----- Original Message -----
From: mehryar_karim <[email protected]>
Date: Thursday, July 29, 2004 11:49 am
Subject: Re: st: Is there a fixed effect quantile regression in STATA?
> I achieved the fixed effect results using dummy variables for
> subjects in the sqreg model. My major issue was the reproducibility
> of the standard errors even after using the set seed command before
> implementing `sqreg'. I think there is a bug in the `sqreg' command.
> I'm not sure if my response was helpful.
Could you please expand on the issue of the non-reproducibility of the standard errors? It seems to work for me (results below)
As to Bo's ([email protected]) original question on fixed effects quantile regression -- you would have to generate dummy variables and include them in the regression. I believe this would be interpreted as a pure-location shift. This seems to how it is done in the applied literature (see, for example, "A Quantile Regression Analysis of the Cross Section of Stock Market Returns" by Michelle L. Barnesa1 and Anthony W. Hughesb (http://www.bos.frb.org/economic/wp/wp2002/wp022.pdf) who use time dummies to control time specific effects).

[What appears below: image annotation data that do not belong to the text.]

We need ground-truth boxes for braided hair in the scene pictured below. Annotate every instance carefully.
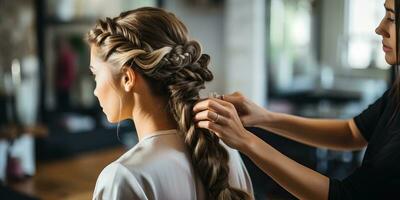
[87,7,250,200]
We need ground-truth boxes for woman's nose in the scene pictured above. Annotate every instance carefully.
[375,24,390,38]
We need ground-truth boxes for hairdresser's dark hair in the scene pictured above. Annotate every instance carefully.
[87,7,251,200]
[388,0,400,124]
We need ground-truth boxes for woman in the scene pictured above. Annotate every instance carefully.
[194,0,400,200]
[87,8,253,200]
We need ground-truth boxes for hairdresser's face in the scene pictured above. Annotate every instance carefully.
[375,0,396,65]
[90,47,130,123]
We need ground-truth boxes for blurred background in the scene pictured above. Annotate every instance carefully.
[0,0,394,200]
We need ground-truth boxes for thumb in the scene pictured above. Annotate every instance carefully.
[222,92,244,106]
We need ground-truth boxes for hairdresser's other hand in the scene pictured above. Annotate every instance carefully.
[222,92,272,127]
[193,98,253,151]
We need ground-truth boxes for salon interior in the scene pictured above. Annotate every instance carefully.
[0,0,394,200]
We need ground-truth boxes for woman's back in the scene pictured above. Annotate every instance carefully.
[93,130,253,200]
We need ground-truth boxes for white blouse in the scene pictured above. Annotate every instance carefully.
[93,129,254,200]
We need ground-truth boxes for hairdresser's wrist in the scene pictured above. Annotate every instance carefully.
[255,110,280,130]
[237,130,257,154]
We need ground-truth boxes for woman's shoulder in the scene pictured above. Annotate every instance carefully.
[93,162,146,200]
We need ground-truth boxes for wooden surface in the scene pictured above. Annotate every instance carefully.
[9,147,125,200]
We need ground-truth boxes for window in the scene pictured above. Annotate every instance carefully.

You might also find useful Roger Koenker's paper "Quantile Regression for Longitudinal Data" ( http://www.econ.uiuc.edu/~roger/research/panel/long.pdf )
In it he writes (page 3):
"What role should the a_i's play? Generally, the a_i's would be intended to
capture some individual specific source of variability, or 'unobserved heterogeneity,'
that was not adequately controlled for by other covariates in the model. For example,
in a study of the effect of a dietary intervention on blood pressure, it would be
desirable to estimate departures from individuals’ idiosyncratic levels. If the number
of observations m_i were large for each individual then we might even hope to estimate
a distributional shift a_i(t) for each individual. This would certainly be useful for
groups of individuals: a distributional shift for men versus women, or for blacks
versus whites. However, in most applications the m_i, the number of observations on
each individual, would be relatively modest and then it is quite unrealistic to attempt
to estimate a t-dependent, distributional, individual effect. At best we may be able to
estimate an individual specific location-shift effect, and even this may strain credulity."
Hope this helps,
Scott
--------------------------------------------------------------------------------------
. set seed 123
. sqreg price mpg fore, q(.1 .9)
(fitting base model)
(bootstrapping ....................)
Simultaneous quantile regression Number of obs = 74
bootstrap(20) SEs .10 Pseudo R2 = 0.0878
.90 Pseudo R2 = 0.2546
------------------------------------------------------------------------------
| Bootstrap
price | Coef. Std. Err. t P>|t| [95% Conf. Interval]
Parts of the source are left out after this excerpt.